The data comes from a VisitEngland report on England’s attractions.
Overall, England’s varied attractions reported a collective 1.4% increase in total admission from 2023 to 2024.
But in the latest year, the rate of change in visitor admissions was lower across nearly all attraction categories. The 1.4% overall increase was a result of admission changes from -2% to +11%.
Country parks and leisure/theme parks were among the worst performing, both reporting a -2% change in the past year’s admissions.
The report also said its ‘Museums/ Art Galleries’ sub-set, made of 428 venues and with a 2% increase in visitors in 2024, has shown the greatest continued shortfall compare to pre-pandemic levels “having suffered one of the sharpest declines and limited recovery over the last 12-months.”

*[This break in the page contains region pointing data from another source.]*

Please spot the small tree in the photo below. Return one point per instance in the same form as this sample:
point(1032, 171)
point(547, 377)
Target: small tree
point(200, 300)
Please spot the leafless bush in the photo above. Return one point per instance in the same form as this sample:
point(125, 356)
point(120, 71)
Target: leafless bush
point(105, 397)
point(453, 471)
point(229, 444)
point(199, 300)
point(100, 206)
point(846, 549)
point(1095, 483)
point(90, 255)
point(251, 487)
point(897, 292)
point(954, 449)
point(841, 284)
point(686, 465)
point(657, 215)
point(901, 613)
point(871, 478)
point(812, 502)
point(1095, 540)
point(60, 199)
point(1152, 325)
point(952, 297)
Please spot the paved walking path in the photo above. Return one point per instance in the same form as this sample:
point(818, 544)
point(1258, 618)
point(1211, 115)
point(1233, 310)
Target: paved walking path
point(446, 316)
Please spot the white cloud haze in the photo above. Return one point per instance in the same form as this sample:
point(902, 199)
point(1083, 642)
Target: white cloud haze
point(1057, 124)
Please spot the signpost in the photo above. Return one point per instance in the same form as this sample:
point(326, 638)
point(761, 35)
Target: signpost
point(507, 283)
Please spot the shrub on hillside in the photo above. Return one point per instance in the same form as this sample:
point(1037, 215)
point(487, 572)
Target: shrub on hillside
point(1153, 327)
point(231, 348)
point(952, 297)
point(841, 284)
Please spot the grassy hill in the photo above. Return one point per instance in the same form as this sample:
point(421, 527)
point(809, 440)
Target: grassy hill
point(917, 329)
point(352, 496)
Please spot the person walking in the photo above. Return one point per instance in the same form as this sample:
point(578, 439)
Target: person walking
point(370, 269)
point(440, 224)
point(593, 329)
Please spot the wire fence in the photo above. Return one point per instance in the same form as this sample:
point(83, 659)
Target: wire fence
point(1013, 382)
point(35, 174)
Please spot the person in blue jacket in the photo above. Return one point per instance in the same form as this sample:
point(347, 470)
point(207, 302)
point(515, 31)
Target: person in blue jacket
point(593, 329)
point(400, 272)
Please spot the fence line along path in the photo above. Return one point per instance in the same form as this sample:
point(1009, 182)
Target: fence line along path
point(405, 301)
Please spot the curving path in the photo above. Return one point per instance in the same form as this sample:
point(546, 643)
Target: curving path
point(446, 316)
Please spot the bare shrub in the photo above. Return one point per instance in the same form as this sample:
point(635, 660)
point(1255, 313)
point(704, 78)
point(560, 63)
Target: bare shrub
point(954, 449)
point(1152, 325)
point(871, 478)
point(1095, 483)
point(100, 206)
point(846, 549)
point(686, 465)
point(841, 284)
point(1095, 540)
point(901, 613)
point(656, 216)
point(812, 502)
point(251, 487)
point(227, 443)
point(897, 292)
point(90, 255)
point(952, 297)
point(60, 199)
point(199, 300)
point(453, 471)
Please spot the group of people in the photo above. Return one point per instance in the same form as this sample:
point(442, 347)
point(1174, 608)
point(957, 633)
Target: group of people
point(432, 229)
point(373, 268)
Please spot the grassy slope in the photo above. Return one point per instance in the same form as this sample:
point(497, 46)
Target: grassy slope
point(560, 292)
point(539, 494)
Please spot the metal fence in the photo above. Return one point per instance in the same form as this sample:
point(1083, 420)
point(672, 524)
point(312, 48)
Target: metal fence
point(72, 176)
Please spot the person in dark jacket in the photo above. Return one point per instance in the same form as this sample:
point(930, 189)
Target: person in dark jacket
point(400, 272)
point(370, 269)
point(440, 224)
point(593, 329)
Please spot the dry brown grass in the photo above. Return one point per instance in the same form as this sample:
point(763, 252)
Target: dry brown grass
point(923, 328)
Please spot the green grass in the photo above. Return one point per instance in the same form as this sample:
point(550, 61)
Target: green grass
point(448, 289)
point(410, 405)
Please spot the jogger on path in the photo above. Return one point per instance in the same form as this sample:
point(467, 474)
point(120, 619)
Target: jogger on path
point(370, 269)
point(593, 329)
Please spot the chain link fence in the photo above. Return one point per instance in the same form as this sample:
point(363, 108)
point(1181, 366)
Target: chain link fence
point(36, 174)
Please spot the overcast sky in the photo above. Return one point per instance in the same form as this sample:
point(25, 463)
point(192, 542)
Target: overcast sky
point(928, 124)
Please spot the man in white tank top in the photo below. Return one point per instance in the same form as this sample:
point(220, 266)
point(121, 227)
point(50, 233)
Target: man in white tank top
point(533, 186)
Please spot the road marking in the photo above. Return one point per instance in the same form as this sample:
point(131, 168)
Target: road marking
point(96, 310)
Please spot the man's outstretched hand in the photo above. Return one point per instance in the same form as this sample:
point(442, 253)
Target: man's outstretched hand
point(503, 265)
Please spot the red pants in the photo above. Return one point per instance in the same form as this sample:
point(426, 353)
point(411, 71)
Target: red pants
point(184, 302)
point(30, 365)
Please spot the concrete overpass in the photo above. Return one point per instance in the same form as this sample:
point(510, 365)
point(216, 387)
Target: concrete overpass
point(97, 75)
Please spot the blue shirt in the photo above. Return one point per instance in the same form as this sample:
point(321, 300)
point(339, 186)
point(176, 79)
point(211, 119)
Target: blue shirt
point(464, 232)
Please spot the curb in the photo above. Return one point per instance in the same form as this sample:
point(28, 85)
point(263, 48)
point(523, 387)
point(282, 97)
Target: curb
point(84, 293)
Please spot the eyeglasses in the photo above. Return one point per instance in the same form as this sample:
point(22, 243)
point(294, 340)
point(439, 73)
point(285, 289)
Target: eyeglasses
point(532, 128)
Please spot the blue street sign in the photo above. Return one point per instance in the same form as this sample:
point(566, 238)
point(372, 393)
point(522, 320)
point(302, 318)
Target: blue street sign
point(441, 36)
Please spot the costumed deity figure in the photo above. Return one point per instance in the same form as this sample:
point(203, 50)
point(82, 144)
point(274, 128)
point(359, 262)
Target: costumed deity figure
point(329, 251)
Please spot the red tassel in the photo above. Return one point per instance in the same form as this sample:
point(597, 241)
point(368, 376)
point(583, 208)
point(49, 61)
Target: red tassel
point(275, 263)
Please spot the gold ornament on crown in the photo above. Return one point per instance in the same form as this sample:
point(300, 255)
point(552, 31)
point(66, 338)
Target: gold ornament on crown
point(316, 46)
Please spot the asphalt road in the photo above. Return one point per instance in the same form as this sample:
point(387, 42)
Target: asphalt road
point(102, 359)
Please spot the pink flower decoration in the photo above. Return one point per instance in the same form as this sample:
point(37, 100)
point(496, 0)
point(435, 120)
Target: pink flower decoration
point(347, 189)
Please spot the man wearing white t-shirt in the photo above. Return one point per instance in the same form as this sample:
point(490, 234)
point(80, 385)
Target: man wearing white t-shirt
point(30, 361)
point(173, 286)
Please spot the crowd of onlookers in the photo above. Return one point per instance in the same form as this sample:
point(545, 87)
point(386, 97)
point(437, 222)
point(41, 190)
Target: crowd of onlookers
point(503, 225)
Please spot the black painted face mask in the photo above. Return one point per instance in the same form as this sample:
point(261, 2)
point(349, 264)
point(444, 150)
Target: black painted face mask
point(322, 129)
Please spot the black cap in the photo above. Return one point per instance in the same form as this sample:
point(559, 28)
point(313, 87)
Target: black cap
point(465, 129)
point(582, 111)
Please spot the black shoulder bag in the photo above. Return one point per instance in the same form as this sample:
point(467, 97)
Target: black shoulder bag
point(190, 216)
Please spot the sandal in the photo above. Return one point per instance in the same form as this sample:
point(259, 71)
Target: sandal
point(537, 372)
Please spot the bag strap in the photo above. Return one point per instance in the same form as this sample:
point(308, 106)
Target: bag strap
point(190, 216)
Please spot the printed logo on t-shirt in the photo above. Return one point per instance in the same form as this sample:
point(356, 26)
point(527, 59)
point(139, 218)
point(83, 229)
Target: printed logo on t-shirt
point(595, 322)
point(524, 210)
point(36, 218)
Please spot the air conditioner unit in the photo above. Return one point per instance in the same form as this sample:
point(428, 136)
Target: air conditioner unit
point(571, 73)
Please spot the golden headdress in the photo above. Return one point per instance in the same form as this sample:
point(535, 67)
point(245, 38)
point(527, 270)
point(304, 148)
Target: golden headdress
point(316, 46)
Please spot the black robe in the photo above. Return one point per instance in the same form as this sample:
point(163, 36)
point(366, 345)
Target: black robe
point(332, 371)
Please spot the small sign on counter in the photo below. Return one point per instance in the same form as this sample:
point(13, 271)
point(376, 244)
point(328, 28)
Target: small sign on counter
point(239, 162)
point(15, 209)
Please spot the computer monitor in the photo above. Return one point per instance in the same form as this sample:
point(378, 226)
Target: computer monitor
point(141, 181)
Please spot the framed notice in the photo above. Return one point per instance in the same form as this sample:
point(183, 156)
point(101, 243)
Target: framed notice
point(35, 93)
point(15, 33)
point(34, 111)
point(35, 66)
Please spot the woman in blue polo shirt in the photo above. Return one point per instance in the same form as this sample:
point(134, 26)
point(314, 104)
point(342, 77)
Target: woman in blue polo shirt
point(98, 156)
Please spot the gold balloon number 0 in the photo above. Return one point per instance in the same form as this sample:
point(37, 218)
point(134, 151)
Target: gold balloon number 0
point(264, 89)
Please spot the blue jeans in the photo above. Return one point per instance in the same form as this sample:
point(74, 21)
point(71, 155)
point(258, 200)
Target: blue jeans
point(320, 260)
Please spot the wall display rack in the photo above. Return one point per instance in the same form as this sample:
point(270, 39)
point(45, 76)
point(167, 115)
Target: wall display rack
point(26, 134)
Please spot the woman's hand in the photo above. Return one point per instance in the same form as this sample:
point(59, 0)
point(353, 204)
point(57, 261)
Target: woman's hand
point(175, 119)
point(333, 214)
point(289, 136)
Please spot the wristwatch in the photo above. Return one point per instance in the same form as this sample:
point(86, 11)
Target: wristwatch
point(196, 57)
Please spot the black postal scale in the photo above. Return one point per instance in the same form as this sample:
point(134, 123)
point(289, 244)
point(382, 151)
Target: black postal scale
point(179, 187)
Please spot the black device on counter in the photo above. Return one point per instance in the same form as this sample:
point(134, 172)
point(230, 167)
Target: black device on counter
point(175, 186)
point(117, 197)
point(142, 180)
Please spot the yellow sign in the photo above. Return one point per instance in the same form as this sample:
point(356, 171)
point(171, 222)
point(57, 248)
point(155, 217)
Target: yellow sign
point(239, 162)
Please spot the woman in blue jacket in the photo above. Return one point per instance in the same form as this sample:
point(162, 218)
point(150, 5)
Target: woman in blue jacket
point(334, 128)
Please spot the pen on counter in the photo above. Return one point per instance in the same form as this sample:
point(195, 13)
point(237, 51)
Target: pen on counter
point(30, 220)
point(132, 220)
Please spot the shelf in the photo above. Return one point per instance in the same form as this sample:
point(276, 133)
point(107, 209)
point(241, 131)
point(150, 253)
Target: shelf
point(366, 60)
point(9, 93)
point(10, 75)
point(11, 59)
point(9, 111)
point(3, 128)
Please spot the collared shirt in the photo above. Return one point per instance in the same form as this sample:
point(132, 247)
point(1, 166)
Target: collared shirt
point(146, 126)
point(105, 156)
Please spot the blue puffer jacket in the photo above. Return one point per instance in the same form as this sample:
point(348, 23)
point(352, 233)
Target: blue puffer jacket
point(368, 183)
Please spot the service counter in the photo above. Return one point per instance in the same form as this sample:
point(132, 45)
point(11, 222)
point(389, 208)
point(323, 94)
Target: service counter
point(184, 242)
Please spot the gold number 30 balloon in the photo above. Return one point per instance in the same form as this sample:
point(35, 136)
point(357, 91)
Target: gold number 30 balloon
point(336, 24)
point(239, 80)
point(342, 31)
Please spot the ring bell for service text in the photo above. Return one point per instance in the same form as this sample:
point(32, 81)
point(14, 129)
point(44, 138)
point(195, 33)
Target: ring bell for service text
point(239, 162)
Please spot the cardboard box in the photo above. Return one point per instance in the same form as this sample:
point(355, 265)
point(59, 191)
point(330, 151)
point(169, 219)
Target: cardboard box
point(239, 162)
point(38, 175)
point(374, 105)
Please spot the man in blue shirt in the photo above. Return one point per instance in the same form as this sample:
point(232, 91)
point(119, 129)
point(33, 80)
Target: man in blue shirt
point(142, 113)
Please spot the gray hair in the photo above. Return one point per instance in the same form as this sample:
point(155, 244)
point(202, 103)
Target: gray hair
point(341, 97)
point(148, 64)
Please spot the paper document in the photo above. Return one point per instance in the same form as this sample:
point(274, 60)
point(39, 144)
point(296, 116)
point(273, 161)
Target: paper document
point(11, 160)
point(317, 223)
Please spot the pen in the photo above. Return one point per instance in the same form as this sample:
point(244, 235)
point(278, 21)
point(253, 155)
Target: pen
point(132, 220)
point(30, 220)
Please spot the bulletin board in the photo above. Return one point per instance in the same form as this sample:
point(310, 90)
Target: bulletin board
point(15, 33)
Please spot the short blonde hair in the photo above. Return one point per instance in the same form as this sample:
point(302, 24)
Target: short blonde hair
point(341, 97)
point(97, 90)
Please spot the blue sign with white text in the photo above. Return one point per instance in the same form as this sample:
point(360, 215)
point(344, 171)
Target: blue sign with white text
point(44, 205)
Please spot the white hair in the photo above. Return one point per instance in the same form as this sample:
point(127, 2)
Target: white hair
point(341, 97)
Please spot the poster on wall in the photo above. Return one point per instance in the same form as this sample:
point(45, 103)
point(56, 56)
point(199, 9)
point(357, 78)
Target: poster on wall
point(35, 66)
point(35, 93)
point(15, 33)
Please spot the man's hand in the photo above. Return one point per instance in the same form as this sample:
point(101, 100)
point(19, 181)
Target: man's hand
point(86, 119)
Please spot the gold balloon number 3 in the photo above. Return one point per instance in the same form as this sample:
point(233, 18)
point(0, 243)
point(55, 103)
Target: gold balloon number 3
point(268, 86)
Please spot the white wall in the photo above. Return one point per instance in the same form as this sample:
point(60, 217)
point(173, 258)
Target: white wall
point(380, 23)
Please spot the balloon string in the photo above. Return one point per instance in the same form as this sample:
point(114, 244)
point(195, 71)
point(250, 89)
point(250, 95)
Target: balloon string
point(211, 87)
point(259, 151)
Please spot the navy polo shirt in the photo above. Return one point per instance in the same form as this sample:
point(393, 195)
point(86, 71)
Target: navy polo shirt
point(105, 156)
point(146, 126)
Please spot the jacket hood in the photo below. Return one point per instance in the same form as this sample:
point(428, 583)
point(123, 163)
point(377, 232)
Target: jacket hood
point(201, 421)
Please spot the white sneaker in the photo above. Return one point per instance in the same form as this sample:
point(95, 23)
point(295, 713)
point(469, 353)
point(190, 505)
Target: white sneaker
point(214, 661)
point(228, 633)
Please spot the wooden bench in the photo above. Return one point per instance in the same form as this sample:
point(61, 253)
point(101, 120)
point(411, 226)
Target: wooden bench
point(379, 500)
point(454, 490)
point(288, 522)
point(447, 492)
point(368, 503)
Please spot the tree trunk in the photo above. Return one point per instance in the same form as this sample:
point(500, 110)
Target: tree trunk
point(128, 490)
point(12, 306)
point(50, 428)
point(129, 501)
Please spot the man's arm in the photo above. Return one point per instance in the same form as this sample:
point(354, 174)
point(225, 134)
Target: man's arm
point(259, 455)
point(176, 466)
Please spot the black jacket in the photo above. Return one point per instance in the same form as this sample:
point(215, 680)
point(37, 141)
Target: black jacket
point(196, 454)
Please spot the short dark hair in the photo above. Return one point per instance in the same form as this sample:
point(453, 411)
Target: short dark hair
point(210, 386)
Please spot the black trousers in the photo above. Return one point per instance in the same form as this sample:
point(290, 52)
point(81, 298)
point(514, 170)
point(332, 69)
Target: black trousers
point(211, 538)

The limited growth in visits to all attractions in 2024 is consistent with a decrease in domestic day and overnight trips and is set against the backdrop of the ongoing cost-of-living crisis, VisitEngland said.
The report labels this slowed growth ‘a leveling off’ of recovery since the Covid-19 pandemic, leaving overall admissions to England’s visitor attractions in 2024 still 27% below 2019 levels.
The best performing attraction categories were farms ( up 11% in 2024 vs 2023), visitor and heritage centres ( up 6%), places of worship (up 5%).
VisitEngland said planned and unplanned closures, reduced opening hours, less successful programming, and pricing structure changes were among the largest challenges to England’s attractions.
It also identified external factors including the cost of living crisis, adverse weather, and civil unrest in summer 2024.
The report concludes that the largest increases in visitor figures correlated with increased opening times, popular / temporary/ new exhibitions, extended and enhanced facilities, increased PR and Marketing activity, and media coverage.
Attraction pricing in 2024
The report also looked at average admission price changes over the last year. It reports that, of those that charge admission, museums and art galleries reported an average admission of £9.13, a 9% increase from 2023.
Visitor and heritage centres that charged an admission fee reported an average price of £9.18, a 5% annual increase.
VisitEngland director Andrew Stokes said: “As these survey results so clearly demonstrate, there remain challenges in getting our sector back to pre-pandemic levels and the cost-of-living impacts continue to bite.
“England’s first-class attractions, from our world-renowned museums, art galleries and historic houses to our places-of-worship, our parks and gardens, remain vitally important to our tourism offer to both international and domestic visitors.”